By Charlotte R.

When I grow
up I want to be, Barbie,
a carcass of shrunken plastic
fashionably ugly
deceivingly happy
anorexic (and a liar
with) skinny bones
sculpted from diet
and misery. Collarbones
and bowls and
stretched skin highlighting
neck strength
elbows that double as weapons
ribs that can be counted
two, four, six, sick
sharp
shoulders, sharp appetite
of nothing. Barbie,
a psycho skank
a starving corpse
(feeding on boys)
making insides eat
insides
lungs collapse
nauseous,
hideously having control
over hunger, you want
to shrink when she’s seen
her nails weak, impairing her
from a fight, her toes
icicles curled up
within the shoes of
a whore, who
redefines ravenous
satisfaction
is fictional. She is
the devil,
the epitome of
perfection. Plastic shrinking
to a carcass – fashionably happy
deceivingly ugly, (Barbie
collects jealousy
and) impostered love (from
gullible imposters)
deluded, she’s not a psychotic corpse
starving skank (but she is)
a psycho skank
starving, starving
knuckles on the hands of a skeleton
have punched eyes, so
they sink
with sunken skin.
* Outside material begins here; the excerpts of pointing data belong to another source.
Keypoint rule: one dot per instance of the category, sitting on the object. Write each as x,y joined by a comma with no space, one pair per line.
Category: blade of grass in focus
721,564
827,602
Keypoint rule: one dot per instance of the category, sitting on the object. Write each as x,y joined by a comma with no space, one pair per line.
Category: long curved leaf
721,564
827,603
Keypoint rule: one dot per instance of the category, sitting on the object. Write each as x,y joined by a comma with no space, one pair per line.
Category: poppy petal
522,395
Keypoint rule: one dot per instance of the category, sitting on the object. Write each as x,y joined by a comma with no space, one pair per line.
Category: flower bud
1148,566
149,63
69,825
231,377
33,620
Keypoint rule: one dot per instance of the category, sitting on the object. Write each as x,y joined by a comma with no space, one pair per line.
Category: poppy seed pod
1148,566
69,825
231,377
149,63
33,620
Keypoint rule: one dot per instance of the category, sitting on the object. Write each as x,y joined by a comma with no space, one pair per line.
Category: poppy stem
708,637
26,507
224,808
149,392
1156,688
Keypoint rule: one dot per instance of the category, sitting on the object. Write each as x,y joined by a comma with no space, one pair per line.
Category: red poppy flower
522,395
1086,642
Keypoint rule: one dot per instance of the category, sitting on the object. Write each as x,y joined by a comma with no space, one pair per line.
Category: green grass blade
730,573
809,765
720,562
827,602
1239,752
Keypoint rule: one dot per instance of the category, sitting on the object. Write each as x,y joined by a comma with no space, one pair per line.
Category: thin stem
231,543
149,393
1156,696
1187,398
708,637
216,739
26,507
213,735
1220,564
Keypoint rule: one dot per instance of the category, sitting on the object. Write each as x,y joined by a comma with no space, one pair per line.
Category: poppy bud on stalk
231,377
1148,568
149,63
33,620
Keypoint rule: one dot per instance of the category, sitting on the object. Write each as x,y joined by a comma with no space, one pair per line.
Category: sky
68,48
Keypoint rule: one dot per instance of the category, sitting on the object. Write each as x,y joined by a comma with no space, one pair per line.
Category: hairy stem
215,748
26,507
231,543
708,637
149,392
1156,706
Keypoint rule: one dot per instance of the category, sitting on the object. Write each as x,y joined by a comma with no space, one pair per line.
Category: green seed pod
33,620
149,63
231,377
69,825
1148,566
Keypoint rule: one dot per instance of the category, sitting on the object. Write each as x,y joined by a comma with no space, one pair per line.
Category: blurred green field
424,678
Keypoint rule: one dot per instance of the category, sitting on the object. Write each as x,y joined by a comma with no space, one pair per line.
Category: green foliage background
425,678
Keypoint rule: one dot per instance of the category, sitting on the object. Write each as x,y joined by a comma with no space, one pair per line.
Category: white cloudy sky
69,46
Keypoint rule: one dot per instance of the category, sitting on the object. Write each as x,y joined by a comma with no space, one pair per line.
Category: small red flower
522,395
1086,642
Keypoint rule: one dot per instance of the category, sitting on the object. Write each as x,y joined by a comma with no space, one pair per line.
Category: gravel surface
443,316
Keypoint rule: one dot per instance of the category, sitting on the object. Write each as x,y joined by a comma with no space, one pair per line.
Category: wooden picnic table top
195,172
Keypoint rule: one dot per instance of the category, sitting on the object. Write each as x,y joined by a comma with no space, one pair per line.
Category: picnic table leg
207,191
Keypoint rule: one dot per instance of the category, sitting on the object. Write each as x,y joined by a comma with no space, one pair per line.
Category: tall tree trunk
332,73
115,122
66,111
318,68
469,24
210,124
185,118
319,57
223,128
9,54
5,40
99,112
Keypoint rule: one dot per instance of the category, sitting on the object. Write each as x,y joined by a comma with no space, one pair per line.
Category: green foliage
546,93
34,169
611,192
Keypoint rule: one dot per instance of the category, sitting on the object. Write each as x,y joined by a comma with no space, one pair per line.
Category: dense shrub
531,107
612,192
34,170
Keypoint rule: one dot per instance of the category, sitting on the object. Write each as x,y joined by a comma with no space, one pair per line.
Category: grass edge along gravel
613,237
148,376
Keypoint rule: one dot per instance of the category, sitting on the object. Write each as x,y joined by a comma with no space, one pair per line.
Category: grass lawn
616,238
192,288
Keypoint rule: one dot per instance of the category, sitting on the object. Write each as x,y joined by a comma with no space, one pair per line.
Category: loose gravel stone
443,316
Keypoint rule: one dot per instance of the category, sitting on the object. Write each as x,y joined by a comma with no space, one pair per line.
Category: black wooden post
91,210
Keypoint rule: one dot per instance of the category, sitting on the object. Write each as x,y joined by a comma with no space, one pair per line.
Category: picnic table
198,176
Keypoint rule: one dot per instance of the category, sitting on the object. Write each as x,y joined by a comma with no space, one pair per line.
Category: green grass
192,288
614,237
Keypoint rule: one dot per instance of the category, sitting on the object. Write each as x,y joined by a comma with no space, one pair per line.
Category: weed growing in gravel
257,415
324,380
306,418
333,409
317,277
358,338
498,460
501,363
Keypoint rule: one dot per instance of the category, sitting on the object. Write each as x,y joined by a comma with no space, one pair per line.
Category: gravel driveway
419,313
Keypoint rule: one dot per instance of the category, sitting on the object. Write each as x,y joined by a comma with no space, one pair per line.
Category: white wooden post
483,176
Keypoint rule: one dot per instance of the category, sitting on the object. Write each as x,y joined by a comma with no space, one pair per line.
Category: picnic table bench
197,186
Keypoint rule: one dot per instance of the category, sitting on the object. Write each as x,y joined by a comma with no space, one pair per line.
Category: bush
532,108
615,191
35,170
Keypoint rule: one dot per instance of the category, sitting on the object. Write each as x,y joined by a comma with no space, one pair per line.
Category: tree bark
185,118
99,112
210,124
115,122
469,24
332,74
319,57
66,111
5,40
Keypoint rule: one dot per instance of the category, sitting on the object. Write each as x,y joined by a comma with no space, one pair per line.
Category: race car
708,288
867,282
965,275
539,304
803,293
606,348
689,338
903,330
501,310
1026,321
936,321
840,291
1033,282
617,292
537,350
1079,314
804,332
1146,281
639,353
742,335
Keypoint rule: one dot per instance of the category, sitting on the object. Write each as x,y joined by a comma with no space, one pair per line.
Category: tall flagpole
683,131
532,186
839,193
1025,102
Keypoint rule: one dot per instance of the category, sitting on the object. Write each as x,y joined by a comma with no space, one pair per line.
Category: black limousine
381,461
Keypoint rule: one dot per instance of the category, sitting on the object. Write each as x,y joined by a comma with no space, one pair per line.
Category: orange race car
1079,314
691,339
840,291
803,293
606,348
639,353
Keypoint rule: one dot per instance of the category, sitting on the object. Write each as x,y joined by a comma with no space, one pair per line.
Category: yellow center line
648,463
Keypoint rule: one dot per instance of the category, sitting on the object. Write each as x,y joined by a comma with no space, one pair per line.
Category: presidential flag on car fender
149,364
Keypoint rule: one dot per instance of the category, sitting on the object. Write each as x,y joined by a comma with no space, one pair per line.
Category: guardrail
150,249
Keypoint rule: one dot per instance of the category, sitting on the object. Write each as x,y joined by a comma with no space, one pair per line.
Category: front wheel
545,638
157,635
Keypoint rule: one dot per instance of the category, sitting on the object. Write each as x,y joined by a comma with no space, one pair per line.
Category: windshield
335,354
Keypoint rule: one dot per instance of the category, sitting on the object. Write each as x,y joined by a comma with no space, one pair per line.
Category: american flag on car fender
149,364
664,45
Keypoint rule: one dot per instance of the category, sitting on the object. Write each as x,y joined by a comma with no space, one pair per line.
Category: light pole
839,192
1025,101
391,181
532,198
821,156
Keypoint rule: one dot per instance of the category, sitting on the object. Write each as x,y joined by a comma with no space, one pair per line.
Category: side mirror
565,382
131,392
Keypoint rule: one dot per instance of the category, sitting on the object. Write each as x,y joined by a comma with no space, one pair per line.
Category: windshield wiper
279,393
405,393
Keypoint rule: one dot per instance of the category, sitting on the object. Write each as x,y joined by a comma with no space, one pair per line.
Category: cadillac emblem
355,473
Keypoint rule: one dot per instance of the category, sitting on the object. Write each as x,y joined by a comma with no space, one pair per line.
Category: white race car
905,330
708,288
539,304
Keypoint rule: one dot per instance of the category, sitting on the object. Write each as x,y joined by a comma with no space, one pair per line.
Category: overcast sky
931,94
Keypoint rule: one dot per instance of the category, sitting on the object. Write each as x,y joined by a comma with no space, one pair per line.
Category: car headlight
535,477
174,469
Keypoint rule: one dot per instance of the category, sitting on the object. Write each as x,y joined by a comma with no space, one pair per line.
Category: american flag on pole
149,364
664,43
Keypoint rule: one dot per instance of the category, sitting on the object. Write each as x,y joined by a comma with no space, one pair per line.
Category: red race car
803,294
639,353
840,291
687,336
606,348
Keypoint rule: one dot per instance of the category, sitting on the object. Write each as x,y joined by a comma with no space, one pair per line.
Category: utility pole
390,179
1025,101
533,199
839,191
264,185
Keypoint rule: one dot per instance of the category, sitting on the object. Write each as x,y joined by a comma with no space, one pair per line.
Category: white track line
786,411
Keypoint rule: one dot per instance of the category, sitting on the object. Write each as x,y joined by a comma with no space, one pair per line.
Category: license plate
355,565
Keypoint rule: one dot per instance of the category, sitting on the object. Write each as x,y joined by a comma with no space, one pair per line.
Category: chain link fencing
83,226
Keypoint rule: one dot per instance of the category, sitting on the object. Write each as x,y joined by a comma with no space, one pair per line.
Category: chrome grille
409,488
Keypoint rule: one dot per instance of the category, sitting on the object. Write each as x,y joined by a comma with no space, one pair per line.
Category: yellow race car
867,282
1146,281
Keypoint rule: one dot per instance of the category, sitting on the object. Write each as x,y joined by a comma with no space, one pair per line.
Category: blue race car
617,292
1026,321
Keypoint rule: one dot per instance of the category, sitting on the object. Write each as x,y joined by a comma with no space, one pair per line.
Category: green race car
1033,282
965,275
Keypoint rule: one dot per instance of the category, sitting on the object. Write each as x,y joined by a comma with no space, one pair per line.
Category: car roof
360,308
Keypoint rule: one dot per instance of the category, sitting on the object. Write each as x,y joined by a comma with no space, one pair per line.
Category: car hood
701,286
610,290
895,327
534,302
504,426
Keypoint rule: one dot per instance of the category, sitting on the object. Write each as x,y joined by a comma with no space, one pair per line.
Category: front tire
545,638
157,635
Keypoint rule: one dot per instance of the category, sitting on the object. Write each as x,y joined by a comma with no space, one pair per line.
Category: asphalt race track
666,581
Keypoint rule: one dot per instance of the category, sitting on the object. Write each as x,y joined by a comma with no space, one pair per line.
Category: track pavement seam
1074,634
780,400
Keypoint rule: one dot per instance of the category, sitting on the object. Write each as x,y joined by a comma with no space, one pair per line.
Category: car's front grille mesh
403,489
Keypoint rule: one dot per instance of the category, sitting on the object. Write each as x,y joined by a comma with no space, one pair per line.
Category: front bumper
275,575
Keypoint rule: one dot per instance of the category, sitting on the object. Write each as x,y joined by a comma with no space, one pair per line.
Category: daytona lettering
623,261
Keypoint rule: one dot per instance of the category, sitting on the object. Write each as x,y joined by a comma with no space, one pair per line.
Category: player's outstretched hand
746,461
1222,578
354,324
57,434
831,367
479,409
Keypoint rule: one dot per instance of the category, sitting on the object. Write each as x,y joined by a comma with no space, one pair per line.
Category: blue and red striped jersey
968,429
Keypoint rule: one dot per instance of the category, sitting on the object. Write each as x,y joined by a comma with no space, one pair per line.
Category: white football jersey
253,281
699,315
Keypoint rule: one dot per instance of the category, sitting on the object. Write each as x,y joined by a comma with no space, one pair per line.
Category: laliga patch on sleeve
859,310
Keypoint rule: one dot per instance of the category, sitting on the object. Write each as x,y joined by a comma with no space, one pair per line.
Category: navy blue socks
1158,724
She would
not
punch you, (unless
you asked) but you
already have nothing
of a body, divine
ribs cracking
two four six six
six shatter, snap.
(Insides, eat insides
but inside is empty,
cold and hungry
yet lovely)
She has already won, Barbie
beats us all
at the game of self destruction
she’s vulnerable, desired
beautiful and dying
(skinny).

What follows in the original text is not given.